JAKARTA, REALITAS – Menteri Dalam Negeri (Mendagri) Tito Karnavian akan melihat perkembangan konisi wabah virus corona atau Covid-19 di Indonesia sebagai rujukan penentuan jadwal penyelenggaraan Pilkada 2020. Pesta demokrasi tingkat daerah itu telah diputuskan untuk ditunda dari jadwal semula 23 September berkaitan dengan pandemi virus ini.

Tito menuturkan, sebagai kementerian dan lembaga negara lainnya, Kemendagri saat ini, fokus menuntaskan masalah penanganan Covid-19 demi keselematan masyarakat. Urusan keselamatan rakyat dari serangan Covid-19 menjadi terpenting.

“Pesta demokrasi atau pilkada menjadi urusan berikutnya. Itu komitmen dan urgensi kita sekarang,” kata Tito di Jakarta, Selasa (31/3/2020).

Mantan Kapolri ini menuturkan, perang meawan Covid-19 bukan hanya dilakukan Indonesia, namun oleh semua negara di dunia. Banyak event besar, termasuk Olimpiade 2020 di Tokyo harus ditunda karena virus ini. Lebih 200 negara terdampak dan masing-masing berjuang keras keluar dari pandemik mematikan ini.
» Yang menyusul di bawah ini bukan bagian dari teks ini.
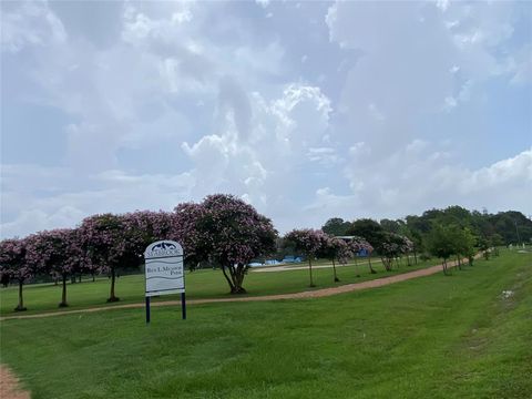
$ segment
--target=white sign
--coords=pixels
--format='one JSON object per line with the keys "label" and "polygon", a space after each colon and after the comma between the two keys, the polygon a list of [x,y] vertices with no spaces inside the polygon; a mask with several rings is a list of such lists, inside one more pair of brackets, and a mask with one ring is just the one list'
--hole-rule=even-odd
{"label": "white sign", "polygon": [[183,248],[176,242],[163,239],[150,244],[144,252],[146,297],[185,291]]}

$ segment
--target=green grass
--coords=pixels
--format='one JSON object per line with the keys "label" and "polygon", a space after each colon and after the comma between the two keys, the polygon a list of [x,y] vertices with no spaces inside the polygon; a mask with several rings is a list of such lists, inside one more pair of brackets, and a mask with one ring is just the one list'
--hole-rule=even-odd
{"label": "green grass", "polygon": [[[280,274],[279,274],[280,275]],[[283,274],[284,275],[284,274]],[[503,290],[513,290],[509,298]],[[320,299],[1,325],[32,398],[526,398],[532,256]]]}
{"label": "green grass", "polygon": [[[398,273],[411,272],[417,268],[427,267],[438,263],[438,259],[431,262],[418,263],[416,266],[400,266],[399,269],[385,272],[382,265],[374,259],[374,268],[379,273],[370,275],[366,262],[359,264],[358,272],[355,266],[337,267],[337,274],[340,283],[334,283],[332,268],[314,269],[316,287],[314,289],[338,286],[367,279],[385,277]],[[323,263],[321,263],[323,264]],[[300,266],[305,266],[301,264]],[[356,277],[360,273],[360,277]],[[186,295],[188,299],[196,298],[222,298],[231,297],[228,286],[221,270],[204,269],[194,273],[186,273]],[[285,270],[278,273],[255,273],[250,272],[244,280],[244,287],[248,296],[297,293],[308,287],[308,269]],[[68,309],[80,309],[98,306],[113,306],[127,303],[141,303],[144,300],[144,275],[123,276],[116,280],[116,295],[121,298],[117,304],[105,304],[109,297],[110,283],[108,278],[96,279],[92,283],[90,278],[81,284],[68,284]],[[39,284],[28,285],[23,288],[24,306],[28,311],[23,314],[34,314],[42,311],[59,311],[58,304],[61,300],[61,285]],[[154,300],[177,299],[178,296],[163,296]],[[18,303],[18,287],[0,289],[0,315],[13,315],[13,308]]]}

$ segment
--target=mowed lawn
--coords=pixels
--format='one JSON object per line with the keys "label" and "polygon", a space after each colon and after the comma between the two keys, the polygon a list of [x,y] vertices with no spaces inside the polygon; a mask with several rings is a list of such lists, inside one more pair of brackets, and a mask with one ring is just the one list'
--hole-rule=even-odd
{"label": "mowed lawn", "polygon": [[[313,269],[316,287],[313,289],[338,286],[341,284],[365,282],[372,278],[386,277],[398,273],[411,272],[418,268],[427,267],[439,263],[438,259],[429,262],[419,262],[418,265],[402,266],[395,268],[392,272],[386,272],[382,264],[374,259],[374,268],[378,274],[369,274],[366,260],[355,265],[337,267],[337,274],[340,283],[335,283],[332,278],[332,268]],[[320,265],[324,262],[319,263]],[[413,264],[413,259],[412,259]],[[300,264],[305,267],[306,264]],[[360,274],[360,277],[357,277]],[[188,299],[197,298],[222,298],[231,297],[228,294],[228,285],[219,269],[203,269],[194,273],[186,273],[186,295]],[[308,270],[285,270],[275,273],[256,273],[249,272],[244,280],[244,287],[249,296],[297,293],[309,288]],[[68,309],[80,309],[98,306],[113,306],[127,303],[142,303],[144,300],[144,275],[122,276],[116,280],[116,295],[121,298],[120,303],[105,304],[109,297],[110,282],[108,278],[99,278],[95,283],[85,277],[81,284],[68,284]],[[41,313],[41,311],[59,311],[58,304],[61,301],[61,285],[39,284],[27,285],[23,288],[24,306],[28,311],[23,315]],[[177,295],[167,295],[154,300],[178,299]],[[18,286],[0,289],[0,315],[10,316],[19,315],[13,309],[18,301]]]}
{"label": "mowed lawn", "polygon": [[[279,274],[279,275],[284,275]],[[505,298],[504,290],[512,294]],[[532,255],[319,299],[4,320],[32,398],[530,398]]]}

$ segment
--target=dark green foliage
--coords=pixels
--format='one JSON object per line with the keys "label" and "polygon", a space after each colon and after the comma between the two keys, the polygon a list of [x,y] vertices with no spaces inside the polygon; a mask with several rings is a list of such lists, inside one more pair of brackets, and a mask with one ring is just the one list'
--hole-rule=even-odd
{"label": "dark green foliage", "polygon": [[385,229],[374,219],[361,218],[352,222],[347,234],[366,238],[366,241],[378,252],[382,245]]}

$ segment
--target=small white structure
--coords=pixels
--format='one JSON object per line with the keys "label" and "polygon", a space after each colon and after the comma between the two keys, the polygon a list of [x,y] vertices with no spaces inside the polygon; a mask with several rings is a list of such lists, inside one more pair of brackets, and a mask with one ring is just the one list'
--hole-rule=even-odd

“Pandemi Covid-19 tak bisa diselesaikan secara lokal, nasional, tapi harus lewat kerja sama secara internasional juga. Maka, saya selaku Mendagri beserta jajaran ingin fokus bekerja untuk menyelesaikan masalah pandemi global ini di negara kita,” ucap Tito.

Untuk diketahui, atas undangan Komisi II DPR, Tito menghadiri rapat bersama KPU, Bawaslu, DKPP di DPR. Tito menyepakati usulan KPU untuk menunda Pilkada Serentak 2020. Tak hanya Mendagri, ternyata, semua pimpinan dan anggota komisi 2 DPR, Bawaslu dan DKPP juga sepakat atas usulan penundaan pilkada.

Kesepakatan ini berdasarkan pemahaman bersama bahwa saat ini tak memungkinkan bagi KPU melakukan tahapan-tahapan pilkada, khususnya terkait tahapan teknis seperti coklit data pemilih, kampanye, dan pemungutan suara. Tahapan-tahapan ini akan bertabrakan dengan protokol pencegahan Covid-19 tentang physical distancing dan pembatasan sosial lainnya.

Atas hasil rapat bersama antara KPU, Bawaslu, Komisi II DPR, dan DKPP tersebut, Tito juga langsung bergerak cepat. Mantan Kepala BNPT itu segera berkordinasi dengan kementerian terkait, utamanya dengan Sekretariat Negara, untuk mulai menyusun Perppu Pilkada 2020 sebagai perubahan atas UU 10/2016 yang mengatur Pilkada 2020.

“Jadwal pelaksanaan pilkada sangat tergantung pada kondisi perkembangan status Covid-19 di Indonesia dan juga di 270 daerah peserta Pilkada 2020. Fokus saya saat ini yaitu memobilisasi sumber daya nasional, termasuk seluruh pemda dan elemen masyarakat untuk bersatu padu melawan Covid-19 demi keselamatan rakyat,” ucapnya.

Dia menegaskan, seluruh perangkat kebijakan dan protokol teknis sudah dimiliki. Bila perang melawan Covid-19 tuntas, Kemendagri bersama DPR, KPU, Bawaslu dan DKPP akan bertemu lagi untuk urun rembug menentukan jadwal pelaksanaan Pilkada 2020.(red)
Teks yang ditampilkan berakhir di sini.